The OSC issued a decision granting the firm relief from prospectus and trade reporting requirements for two years, allowing it to trade crypto contracts with investors and operate a crypto-trading platform.
The relief was granted to allow the firm to operate while simultaneously seeking registration as an investment dealer. Coinberry wants to join the Investment Industry Regulatory Organization of Canada (IIROC).
The decision comes as part of the Canadian Securities Administrators’ (CSA) approach to regulating the fledgling crypto space, which includes granting temporary relief designed to “foster innovation and respond to novel circumstances,” while also allowing firms to operate under requirements tailored to their specific circumstances.
“The overall goal of the regulatory framework is to ensure there is a balance between the need to be flexible and facilitate innovation in the Canadian capital markets, while upholding the regulatory mandate of promoting investor protection and fair and efficient capital markets,” the OSC decision noted.
Under the relief granted to Coinberry — which is specific to the firm and doesn’t create a precedent for other crypto firms — the OSC imposed a variety of conditions on the firm, including investment limits for certain clients, disclosure requirements and certain reporting conditions.
According to the decision, the firm’s clients are segmented into “accredited” crypto investors, “eligible” crypto investors and others.
While there are no limits for certain cryptos (Bitcoin, Bitcoin cash, Ether and Litecoin), the decision sets limits for other kinds of crypto such as Dogecoin; and the regulator’s decision explicitly prohibits trading in Tether.
For all other cryptocurrencies, the firm’s clients that don’t qualify as either “accredited” or “eligible” are limited to buying $30,000-worth.
“Eligible” crypto investors at the firm are limited to acquiring $100,000-worth of non-specified crypto. These investors are defined in the decision as having $400,000 in assets, an income of $75,000 (and $125,000 with a spouse).
There are no investment limits on so-called “accredited” crypto investors, defined as clients with $1 million in financial assets (including crypto), annual pre-tax net income of $200,000 (and $300,000 with a spouse), or $5 million in total assets.
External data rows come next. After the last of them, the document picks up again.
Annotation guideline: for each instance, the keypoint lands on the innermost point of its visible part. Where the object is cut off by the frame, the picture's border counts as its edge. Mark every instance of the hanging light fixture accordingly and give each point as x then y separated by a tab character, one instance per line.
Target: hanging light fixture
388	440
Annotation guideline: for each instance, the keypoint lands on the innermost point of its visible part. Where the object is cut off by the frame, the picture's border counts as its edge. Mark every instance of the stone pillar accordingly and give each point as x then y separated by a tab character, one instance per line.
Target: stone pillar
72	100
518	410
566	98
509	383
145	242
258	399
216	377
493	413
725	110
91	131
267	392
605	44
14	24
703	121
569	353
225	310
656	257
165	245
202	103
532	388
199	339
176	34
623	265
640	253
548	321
In addition to the investment limits, Coinberry will be required to provide clients with risk statements and educational materials on crypto assets. The firm will also have to assess the suitability of trades and monitor clients’ trading activity for signs of ill-informed trading.
The firm can’t charge commissions on client trading; instead, it can generate revenues on the spread between the prices that it gets for assets from liquidity providers and the prices at which it transacts with its clients.
Separately, the OSC also continues to bring enforcement action against crypto-platforms that aren’t heeding its warning earlier this year to start seeking registration.